To highlight the inter-residue connectivity within the PNIPAM ensemble, both intra- and inter-molecularly, we calculated the matrixes of the average minimum distance between the residues during the trajectory. An example of such matrixes is shown in Figure 5, displaying the matrix at 283 K in the 200–202 ns trajectory interval. In this representation, using a colour code for the distance value, orange-yellow spots indicate a pair of residues in contact. Residues 1–30 and 31–60 form the first and second chain, A and B, respectively, therefore, by considering the four quadrants forming the map, the intrachain contacts are visible in the bottom left square for chain A, and in the top right square for chain B, whilst the inter-chain contacts are displayed in the bottom right and top left squares.

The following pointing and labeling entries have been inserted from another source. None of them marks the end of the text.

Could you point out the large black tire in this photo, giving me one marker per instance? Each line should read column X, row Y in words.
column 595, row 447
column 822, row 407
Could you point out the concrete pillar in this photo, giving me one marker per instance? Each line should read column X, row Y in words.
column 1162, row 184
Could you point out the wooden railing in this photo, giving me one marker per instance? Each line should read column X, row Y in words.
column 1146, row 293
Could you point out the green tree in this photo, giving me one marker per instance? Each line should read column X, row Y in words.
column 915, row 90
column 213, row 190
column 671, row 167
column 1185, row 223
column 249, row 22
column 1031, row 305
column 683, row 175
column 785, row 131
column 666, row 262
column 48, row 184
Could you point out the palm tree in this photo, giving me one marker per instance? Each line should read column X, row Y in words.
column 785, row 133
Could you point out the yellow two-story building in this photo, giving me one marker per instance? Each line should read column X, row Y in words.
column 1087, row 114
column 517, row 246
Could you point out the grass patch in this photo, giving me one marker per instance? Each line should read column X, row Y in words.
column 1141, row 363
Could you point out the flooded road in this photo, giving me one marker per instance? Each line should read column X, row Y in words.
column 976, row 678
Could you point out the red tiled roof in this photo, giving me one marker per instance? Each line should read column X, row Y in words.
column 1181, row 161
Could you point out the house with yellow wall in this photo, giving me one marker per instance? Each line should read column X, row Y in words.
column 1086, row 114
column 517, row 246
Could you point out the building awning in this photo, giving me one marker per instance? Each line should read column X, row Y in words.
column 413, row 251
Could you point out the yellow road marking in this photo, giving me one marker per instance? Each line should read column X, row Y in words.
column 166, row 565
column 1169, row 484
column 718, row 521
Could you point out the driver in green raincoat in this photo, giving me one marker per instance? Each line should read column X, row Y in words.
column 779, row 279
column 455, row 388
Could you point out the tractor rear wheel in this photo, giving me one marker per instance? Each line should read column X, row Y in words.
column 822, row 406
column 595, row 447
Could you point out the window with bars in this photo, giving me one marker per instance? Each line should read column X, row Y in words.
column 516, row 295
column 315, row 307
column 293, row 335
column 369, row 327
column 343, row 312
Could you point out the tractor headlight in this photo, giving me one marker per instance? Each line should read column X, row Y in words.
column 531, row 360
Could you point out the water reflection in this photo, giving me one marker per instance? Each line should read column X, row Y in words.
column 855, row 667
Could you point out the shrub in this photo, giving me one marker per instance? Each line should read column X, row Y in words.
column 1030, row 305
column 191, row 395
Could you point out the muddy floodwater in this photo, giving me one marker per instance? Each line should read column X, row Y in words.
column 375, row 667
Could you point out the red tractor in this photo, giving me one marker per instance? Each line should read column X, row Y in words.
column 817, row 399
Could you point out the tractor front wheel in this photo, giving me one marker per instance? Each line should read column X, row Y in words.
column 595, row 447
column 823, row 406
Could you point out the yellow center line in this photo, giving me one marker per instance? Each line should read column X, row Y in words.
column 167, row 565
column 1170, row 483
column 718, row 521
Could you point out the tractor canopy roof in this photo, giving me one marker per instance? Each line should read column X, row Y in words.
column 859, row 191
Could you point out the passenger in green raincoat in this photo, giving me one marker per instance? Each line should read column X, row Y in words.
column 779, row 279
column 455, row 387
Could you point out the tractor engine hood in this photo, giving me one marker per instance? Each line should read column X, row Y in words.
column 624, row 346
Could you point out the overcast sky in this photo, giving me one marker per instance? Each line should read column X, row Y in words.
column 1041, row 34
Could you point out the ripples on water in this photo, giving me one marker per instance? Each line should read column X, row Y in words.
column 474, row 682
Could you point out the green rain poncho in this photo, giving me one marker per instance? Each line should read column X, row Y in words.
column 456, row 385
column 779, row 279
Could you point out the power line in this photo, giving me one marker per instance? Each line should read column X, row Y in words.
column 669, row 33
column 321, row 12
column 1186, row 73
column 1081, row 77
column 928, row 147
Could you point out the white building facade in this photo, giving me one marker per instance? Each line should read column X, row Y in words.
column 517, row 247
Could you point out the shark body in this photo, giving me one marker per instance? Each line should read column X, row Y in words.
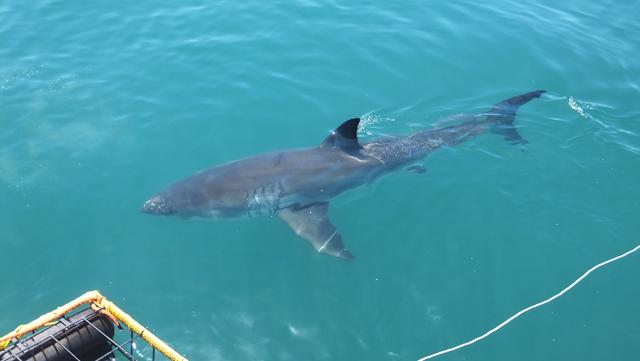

For the sake of comparison between stereoisomers, in Figure 5, the top region above the map diagonal shows the result obtained for the atactic PNIPAM and the bottom region the result for the isotactic-rich polymer. Figure 5 and all of the maps calculated in the production run highlight that the inter-chain contacts are much more numerous and frequent for the system with the higher content of meso dyads, in agreement with the behaviours of Figure 2a. However, analysis of Figure 5 reveals that the distribution and extent of intramolecular contacts are similar for the two stereoisomers. This peculiar result indicates that the more hydrophobic character of the isotactic-rich PNIPAM affects preferentially the inter-chain connectivity, whilst the intramolecular interactions are minimally perturbed by changes of tacticity. Such a simulation finding is in agreement with the experimental study of Nishi et al. [22] on stereocontrolled PNIPAMs with equal dyad composition as our models. Polymer chains display the same chain size, irrespective of stereochemistry, in diluted aqueous solution below the LCST, that implies a similar intra-chain connectivity [22]. To confirm this result, we analyzed the end-to-end distance, r, of the chains during the simulation and the average values are summarized in Table 1. The differences between the r values of the atactic and isotactic-rich chains are within errors.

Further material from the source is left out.